For older people who are more established in their careers, Crandall says it can be more difficult to prepare and deal with sudden unemployment.
“Unfortunately, their fix costs are a lot of time higher because they have families and mortgages,” he says. “Typically they have more asset related payments that they simply can’t not pay. They tend to have a little bit less flexibility.”
That’s why it’s important to start creating that special emergency fund now. Crandall says he often sees older people exhausting their savings during times of unemployment, or even more problematic, dipping into their RRSPs.
“They may not have an emergency fund, but they certainly could have a significant amount of RRSP savings and they will try to use that to try to survive,” he says.
“If that’s your strategy, you have to be really careful, because when you take money out of an RRSP, it’s taxable. You might end up solving the problem of paying the credit card bill, but you might be inadvertently be creating another problem which is an income tax debt.”

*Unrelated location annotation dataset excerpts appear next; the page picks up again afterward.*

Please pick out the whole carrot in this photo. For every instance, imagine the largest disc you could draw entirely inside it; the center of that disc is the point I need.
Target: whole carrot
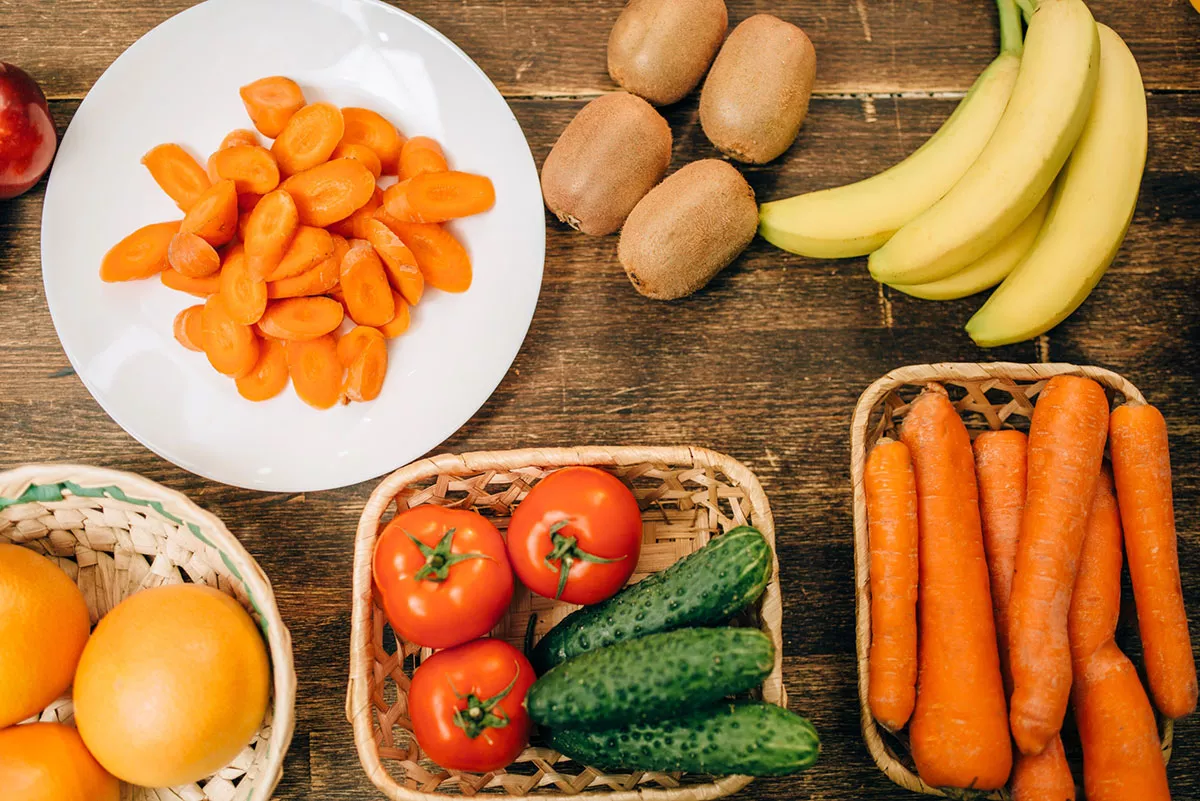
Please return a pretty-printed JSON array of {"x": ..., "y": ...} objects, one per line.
[
  {"x": 1116, "y": 724},
  {"x": 892, "y": 523},
  {"x": 1067, "y": 434},
  {"x": 959, "y": 733},
  {"x": 1141, "y": 465},
  {"x": 1000, "y": 469}
]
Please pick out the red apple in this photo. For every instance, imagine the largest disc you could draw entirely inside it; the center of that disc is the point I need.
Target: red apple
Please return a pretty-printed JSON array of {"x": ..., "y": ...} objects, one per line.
[{"x": 27, "y": 132}]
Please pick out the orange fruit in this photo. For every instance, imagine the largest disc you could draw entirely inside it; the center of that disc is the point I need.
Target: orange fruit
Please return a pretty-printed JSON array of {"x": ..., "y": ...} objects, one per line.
[
  {"x": 47, "y": 762},
  {"x": 43, "y": 626},
  {"x": 172, "y": 686}
]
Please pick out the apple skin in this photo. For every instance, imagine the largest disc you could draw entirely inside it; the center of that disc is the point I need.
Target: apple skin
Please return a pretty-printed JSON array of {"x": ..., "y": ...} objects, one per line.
[{"x": 28, "y": 138}]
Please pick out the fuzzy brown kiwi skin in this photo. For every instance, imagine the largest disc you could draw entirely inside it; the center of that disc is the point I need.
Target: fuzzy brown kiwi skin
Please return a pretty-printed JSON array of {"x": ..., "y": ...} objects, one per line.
[
  {"x": 660, "y": 49},
  {"x": 756, "y": 95},
  {"x": 688, "y": 229},
  {"x": 615, "y": 150}
]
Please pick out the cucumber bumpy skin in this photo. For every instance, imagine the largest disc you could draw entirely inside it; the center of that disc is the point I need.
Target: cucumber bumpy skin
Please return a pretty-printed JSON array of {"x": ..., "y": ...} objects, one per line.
[
  {"x": 705, "y": 588},
  {"x": 750, "y": 739},
  {"x": 651, "y": 678}
]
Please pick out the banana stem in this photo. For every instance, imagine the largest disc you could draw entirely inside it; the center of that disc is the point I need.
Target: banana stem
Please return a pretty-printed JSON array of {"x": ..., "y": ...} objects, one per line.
[{"x": 1011, "y": 40}]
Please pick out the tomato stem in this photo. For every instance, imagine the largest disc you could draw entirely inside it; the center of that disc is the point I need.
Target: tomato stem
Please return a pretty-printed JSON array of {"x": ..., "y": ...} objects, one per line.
[
  {"x": 479, "y": 716},
  {"x": 565, "y": 550},
  {"x": 439, "y": 560}
]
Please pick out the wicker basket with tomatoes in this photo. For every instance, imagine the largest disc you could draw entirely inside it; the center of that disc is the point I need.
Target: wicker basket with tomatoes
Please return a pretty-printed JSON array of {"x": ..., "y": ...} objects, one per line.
[{"x": 621, "y": 633}]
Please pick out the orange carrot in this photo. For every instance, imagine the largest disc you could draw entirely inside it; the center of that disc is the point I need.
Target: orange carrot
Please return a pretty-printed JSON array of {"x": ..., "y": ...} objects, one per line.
[
  {"x": 309, "y": 138},
  {"x": 1067, "y": 437},
  {"x": 400, "y": 263},
  {"x": 365, "y": 374},
  {"x": 1116, "y": 724},
  {"x": 421, "y": 155},
  {"x": 271, "y": 102},
  {"x": 270, "y": 373},
  {"x": 190, "y": 327},
  {"x": 178, "y": 174},
  {"x": 141, "y": 254},
  {"x": 439, "y": 197},
  {"x": 442, "y": 258},
  {"x": 315, "y": 369},
  {"x": 214, "y": 216},
  {"x": 301, "y": 318},
  {"x": 1141, "y": 464},
  {"x": 959, "y": 732},
  {"x": 892, "y": 516},
  {"x": 269, "y": 232},
  {"x": 370, "y": 128},
  {"x": 192, "y": 257},
  {"x": 232, "y": 348}
]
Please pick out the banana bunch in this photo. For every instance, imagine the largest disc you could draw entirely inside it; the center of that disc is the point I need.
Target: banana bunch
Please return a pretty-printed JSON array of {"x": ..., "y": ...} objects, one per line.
[{"x": 1031, "y": 182}]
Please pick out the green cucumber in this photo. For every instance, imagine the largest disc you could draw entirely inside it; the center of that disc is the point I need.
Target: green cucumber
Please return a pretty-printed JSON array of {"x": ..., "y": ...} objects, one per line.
[
  {"x": 702, "y": 589},
  {"x": 749, "y": 739},
  {"x": 651, "y": 678}
]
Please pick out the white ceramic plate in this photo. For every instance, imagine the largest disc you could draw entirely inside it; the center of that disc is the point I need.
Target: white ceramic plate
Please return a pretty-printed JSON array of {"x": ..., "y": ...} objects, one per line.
[{"x": 179, "y": 83}]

That’s why Crandall advises talking to a financial advisor or licensed insolvency trustee before they even consider dipping into their RRSPs.

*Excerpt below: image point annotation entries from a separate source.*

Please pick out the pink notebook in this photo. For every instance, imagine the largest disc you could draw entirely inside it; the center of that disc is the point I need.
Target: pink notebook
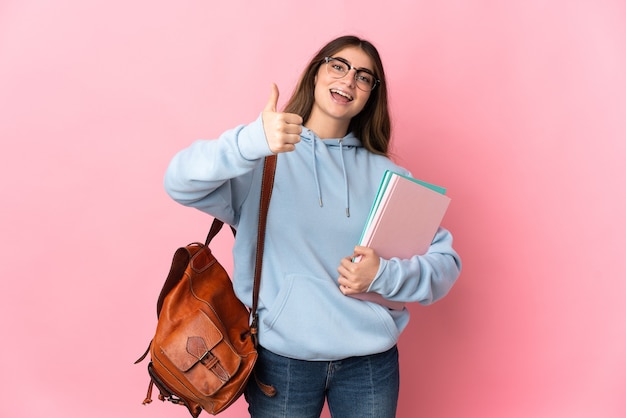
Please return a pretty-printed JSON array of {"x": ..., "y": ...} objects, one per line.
[{"x": 404, "y": 220}]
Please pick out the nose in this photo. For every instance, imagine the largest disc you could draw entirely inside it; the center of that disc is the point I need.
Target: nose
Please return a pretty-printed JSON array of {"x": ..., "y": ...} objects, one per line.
[{"x": 350, "y": 79}]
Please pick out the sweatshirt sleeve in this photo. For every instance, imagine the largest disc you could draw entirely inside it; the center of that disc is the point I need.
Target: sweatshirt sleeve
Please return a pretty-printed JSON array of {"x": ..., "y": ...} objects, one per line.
[
  {"x": 215, "y": 175},
  {"x": 422, "y": 278}
]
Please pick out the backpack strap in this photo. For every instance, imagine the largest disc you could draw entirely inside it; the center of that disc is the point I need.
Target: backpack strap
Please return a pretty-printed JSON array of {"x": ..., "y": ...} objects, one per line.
[
  {"x": 267, "y": 184},
  {"x": 269, "y": 170}
]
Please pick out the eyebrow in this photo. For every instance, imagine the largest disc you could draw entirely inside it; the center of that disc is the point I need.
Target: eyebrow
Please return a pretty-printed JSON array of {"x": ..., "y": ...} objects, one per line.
[{"x": 345, "y": 61}]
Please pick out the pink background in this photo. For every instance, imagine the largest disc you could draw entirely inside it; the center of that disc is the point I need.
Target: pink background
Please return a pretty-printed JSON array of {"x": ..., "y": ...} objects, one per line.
[{"x": 518, "y": 108}]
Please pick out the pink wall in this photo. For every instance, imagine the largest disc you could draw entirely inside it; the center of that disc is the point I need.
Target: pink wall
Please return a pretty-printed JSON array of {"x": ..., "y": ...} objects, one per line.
[{"x": 517, "y": 107}]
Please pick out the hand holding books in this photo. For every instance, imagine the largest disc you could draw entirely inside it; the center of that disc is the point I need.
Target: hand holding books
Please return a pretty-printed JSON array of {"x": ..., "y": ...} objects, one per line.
[{"x": 403, "y": 221}]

“There’s little that more frustrating to me than when I see somebody who’s been living off of RRSPs for the last year. They are now exhausted and they subsequently need to file for either bankruptcy or a [consumer proposal],” he says. “Because if they had filled that some time ago, those RRSPs would have been protected from creditors. Find out that information sooner rather than later.”
Programs To Help
Besides being prepared, it’s important to know about the government programs available for if you ever get laid off.
The most obvious one is Employment Insurance, also known as “E.I.” E.I. covers 55 per cent of your wages up to a maximum of $2,000 monthly. Crandall says it can take up to 28 days plus a one-week waiting period for you to receive your first cheque. That’s why it’s important to start the application process as soon as you learn you’re out of the job.
“It’s important for them to get their ROE [Report Of Earnings] from their employer as soon as possible so they can file that application,” he says.
But if your business has suddenly closed due to bankruptcy or receivership, there is another government program you can leverage.
The federal government’s Wage Earner Protection Program (WEP) will pay to employees any of the wages they have been unpaid within the last six months to a maximum of around $6,600
“That’s a great step because historically if a business went bankrupt employees got nothing. All of the money went to the business’s creditors,” says Crandall.
If you’re in a situation where the business hasn’t gone bankrupt but you’re still owed wages, contact your provincial employment standards board.
“They can try to help you recover what’s owed to you for any wage,” says Crandall.
If you’re unsure of what options are available to do you, seek professional help. Crandall says most financial advisors and licensed insolvency trustees don’t charge for consultations.
“Don’t be shy don’t be ashamed to see professional advice,” he says. “Any financial planner, and license insolvency they will talk to you, and generally speaking, they will not charge for a consultation.”